This past week was exciting. I got to have an old college friend, Joe Paule, record some upright/double bass for me. I hadn’t recorded a bass before, so I was guessing a little on mic placement, but it was easy enough.
I didn’t get a picture. I’m so sorry. Making everything I do marketable isn’t something I think of often.
But here’s a picture of an upright bass.
Yes, I recorded that thing.
It all turned out good. I’ve got one song I’m not quite sure what to do with. The bass in the song is all bowed except for the final instrumental outro. I wrote pizzicato (plucked) parts just to change it up a little. The plucked bass part certainly sounds more casual and folky, but it might break the context a little too much. So I copy/pasted a similar part from a different interlude to hear how it would sound bowed.
I’ll let you listen.
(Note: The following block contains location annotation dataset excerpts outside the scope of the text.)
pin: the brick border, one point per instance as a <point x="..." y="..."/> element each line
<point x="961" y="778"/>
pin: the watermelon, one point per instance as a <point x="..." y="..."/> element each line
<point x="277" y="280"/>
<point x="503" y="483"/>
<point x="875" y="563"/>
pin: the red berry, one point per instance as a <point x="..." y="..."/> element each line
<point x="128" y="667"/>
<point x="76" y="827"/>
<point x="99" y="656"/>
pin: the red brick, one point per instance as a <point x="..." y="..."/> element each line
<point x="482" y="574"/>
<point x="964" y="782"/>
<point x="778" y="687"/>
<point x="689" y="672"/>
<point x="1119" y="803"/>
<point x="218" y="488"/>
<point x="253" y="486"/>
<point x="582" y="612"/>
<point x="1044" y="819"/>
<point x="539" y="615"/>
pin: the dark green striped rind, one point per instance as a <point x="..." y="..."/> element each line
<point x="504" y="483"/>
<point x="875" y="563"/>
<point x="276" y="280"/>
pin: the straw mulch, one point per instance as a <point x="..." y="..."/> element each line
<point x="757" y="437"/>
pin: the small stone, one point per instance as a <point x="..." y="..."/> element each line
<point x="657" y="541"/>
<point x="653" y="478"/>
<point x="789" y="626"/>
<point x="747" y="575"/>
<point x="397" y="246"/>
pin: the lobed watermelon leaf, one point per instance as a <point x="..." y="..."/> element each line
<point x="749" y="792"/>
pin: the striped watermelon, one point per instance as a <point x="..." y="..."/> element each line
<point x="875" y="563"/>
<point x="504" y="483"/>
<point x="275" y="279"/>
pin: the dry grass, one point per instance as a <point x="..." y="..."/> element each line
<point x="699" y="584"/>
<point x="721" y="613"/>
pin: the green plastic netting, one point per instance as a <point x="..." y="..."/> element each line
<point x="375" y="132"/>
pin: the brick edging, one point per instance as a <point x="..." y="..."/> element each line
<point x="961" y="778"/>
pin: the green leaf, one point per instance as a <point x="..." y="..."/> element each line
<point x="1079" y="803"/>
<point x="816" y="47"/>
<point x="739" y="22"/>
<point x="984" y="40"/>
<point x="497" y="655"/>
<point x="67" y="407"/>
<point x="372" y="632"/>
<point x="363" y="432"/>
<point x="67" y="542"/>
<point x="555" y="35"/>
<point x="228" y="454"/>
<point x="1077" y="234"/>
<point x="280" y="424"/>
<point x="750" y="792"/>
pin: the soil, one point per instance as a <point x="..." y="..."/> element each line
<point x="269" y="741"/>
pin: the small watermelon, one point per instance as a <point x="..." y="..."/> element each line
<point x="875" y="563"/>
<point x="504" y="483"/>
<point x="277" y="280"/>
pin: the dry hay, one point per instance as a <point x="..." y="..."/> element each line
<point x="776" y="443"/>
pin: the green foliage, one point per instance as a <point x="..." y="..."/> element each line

Comment with which one you like better, and I’ll give it some consideration.
Hear’s the original plucked bass (you won’t hear bass on a phone or laptop, so use headphones or something):
And here is the same part with the bowed bass copy/pasted:
And something about this seems fundamentally bad, but there’s always the indecisive Neapolitan option:
Hmmm, this is one of those creative things I’ll just have to ponder, let settle, and see how it feels later.
Anyway, this week I’ll be finishing up my euphonium and bass trombone parts. I’m hoping to get all of my brass recording finished soon because I’m tired of practicing brass almost every day. It’s time-consuming. Like going for an hour-long jog every day. Except without the weight loss.
The other thing I’m hoping to get started on this week is the most experimental piece of the album. The working title is “Unnatural”, but maybe “Processed” or “Manmade” could be a better title. Either way, it’s all sound effects and ambiance. I’m using different nature ambiances, like wind in the leaves, thunder, rain, and other things. The song will start off listening to a few seconds of each one, and then you’ll hear the process of me taking the audio and changing it into rhythmic patterns. It gets gradually more busy and noisy, until it’s near chaos at the end.
The symbolism here is that all that man creates is originally from nature. We’ve created inventions and systems from a basis of what was provided in nature for the sake of making our own lives easier. Those things started out simple, and we were still very entwined in nature through most of human existence. Now, we have extremely complex inventions and systems (governments, corporations) that usually do their job of protecting us from the elements, yet they’re overwhelmingly complex and can themselves make life difficult to navigate. There’s a lot more to unpack on that train of thought, but I’ll leave the details to your own interpretations.
I do find it odd that the complexities we’ve invited upon ourselves have driven us to so much stress. So much so that many of us feel the need to get out of the city and go camping, or fishing, or whatever your outdoor hobby is. Other times, these stressful things drive us to being alone, seeking things that calm us down, closing our doors to keep people and any extra stress out, consequently breaking community in our neighborhoods. It’s this stressful pressure in this piece that drives the story into the search for peace.